Demétrio quis prolongar a noite obturando todas as frestas do quarto, para que não entrasse a luz. Luz não entrou. Demétrio gozou da noite plena, continuada, e todos os pensamentos lhe floresciam. Construiu sistemas filosóficos. A escuridão era propícia a teorias políticas. Nenhum crítico foi mais perspicaz do que Demétrio, na literatura e nas artes. Aquela noite era fantástica. Demétrio quis experimentar as sensações de horror, êxtase, humilhação, glória, poder e morte. Morreu, mesmo no escuro. Tendo sentido a morte em seu interior físico, não pôde mais tirá-la de si. É o único morto, conscientemente morto, de que já ouvi falar nesta vida. A noite é fantástica.

Contos Plausíveis, in Andrade, C. D. (1992): Poesia e Prosa, Rio de Janeiro: Aguilar, pg. 1240.

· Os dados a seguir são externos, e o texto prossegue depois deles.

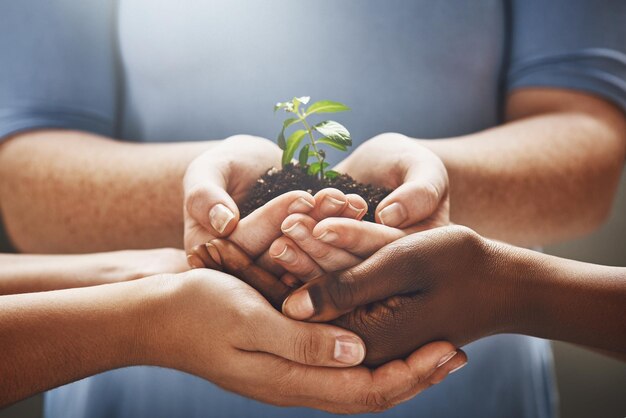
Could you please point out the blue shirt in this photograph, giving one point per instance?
(157, 70)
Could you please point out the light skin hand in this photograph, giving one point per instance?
(266, 356)
(220, 178)
(262, 228)
(209, 324)
(236, 262)
(23, 273)
(418, 178)
(450, 283)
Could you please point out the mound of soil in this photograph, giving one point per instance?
(292, 177)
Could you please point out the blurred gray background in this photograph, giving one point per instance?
(590, 385)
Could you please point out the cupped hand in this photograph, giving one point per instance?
(373, 321)
(220, 178)
(219, 328)
(428, 286)
(420, 197)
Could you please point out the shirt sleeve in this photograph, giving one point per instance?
(575, 44)
(57, 66)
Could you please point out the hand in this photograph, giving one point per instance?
(118, 266)
(370, 322)
(420, 199)
(218, 179)
(257, 231)
(429, 286)
(219, 328)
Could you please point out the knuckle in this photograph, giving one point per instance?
(375, 400)
(197, 197)
(307, 348)
(341, 290)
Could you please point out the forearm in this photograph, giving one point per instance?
(25, 273)
(53, 338)
(542, 177)
(64, 191)
(563, 299)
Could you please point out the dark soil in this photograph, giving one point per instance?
(291, 177)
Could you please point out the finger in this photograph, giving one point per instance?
(287, 254)
(424, 188)
(199, 257)
(211, 206)
(298, 227)
(329, 202)
(447, 364)
(347, 390)
(291, 280)
(360, 238)
(382, 275)
(305, 343)
(256, 231)
(235, 261)
(356, 207)
(428, 365)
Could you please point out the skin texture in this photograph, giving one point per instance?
(450, 283)
(24, 273)
(220, 178)
(548, 174)
(53, 338)
(55, 201)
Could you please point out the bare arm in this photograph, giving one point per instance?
(63, 191)
(548, 174)
(22, 273)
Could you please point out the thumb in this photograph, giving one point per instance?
(310, 344)
(387, 273)
(423, 191)
(211, 206)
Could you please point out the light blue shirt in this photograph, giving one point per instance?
(159, 70)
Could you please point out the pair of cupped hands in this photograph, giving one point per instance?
(350, 291)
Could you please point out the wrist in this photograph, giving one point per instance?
(153, 320)
(505, 271)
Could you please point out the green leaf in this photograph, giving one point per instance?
(303, 158)
(293, 142)
(326, 106)
(333, 143)
(297, 101)
(334, 131)
(316, 167)
(331, 174)
(282, 144)
(287, 106)
(281, 136)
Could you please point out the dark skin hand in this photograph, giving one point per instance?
(371, 322)
(451, 284)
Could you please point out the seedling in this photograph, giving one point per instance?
(330, 133)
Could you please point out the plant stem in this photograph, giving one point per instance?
(310, 132)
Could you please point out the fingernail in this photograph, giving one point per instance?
(330, 204)
(300, 205)
(328, 236)
(220, 216)
(445, 359)
(458, 368)
(348, 350)
(356, 213)
(393, 215)
(214, 253)
(287, 255)
(299, 306)
(297, 231)
(195, 261)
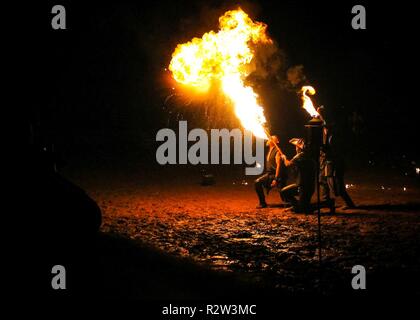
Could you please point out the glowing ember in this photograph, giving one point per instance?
(224, 56)
(307, 102)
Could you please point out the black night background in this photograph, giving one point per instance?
(100, 90)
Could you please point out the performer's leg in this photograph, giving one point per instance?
(259, 188)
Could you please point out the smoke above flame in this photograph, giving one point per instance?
(307, 102)
(223, 56)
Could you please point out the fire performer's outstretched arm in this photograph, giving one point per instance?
(279, 155)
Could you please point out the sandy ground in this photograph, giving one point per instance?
(219, 226)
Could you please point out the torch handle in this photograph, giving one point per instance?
(275, 144)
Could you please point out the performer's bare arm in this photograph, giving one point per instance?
(278, 165)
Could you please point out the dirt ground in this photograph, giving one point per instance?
(218, 226)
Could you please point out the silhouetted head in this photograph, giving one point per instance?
(274, 140)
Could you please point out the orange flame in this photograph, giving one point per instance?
(223, 56)
(307, 102)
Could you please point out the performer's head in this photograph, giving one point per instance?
(272, 141)
(299, 144)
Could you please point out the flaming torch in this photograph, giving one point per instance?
(223, 57)
(314, 141)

Diálogo Filosófico (Carlos Drummond de Andrade)

  • As coisas não são o que são, mas também não são o que não são - disse o professor suíço ao estudante brasileiro.
  • Então, que são as coisas? - inquiriu o estudante.
  • As coisas simplesmente não.
  • Sem verbo?
  • Claro que sem verbo. O verbo não é coisa.
  • E que quer dizer coisas não?
  • Quer dizer o não das coisas, se você for suficientemente atilado para percebê-lo.
  • Então as coisas não têm um sim?
  • O sim das coisas é o não. E o não é sem coisa. Portanto, coisa e não são a mesma coisa, ou o mesmo não.

O professor tirou do bolso uma não-barra de chocolate e comeu um pedacinho, sem oferecer outro ao aluno, porque o chocolate era não.

Contos Plausíveis, in Andrade, C. D. (1992): Poesia e Prosa, Rio de Janeiro: Aguilar, pg. 1261.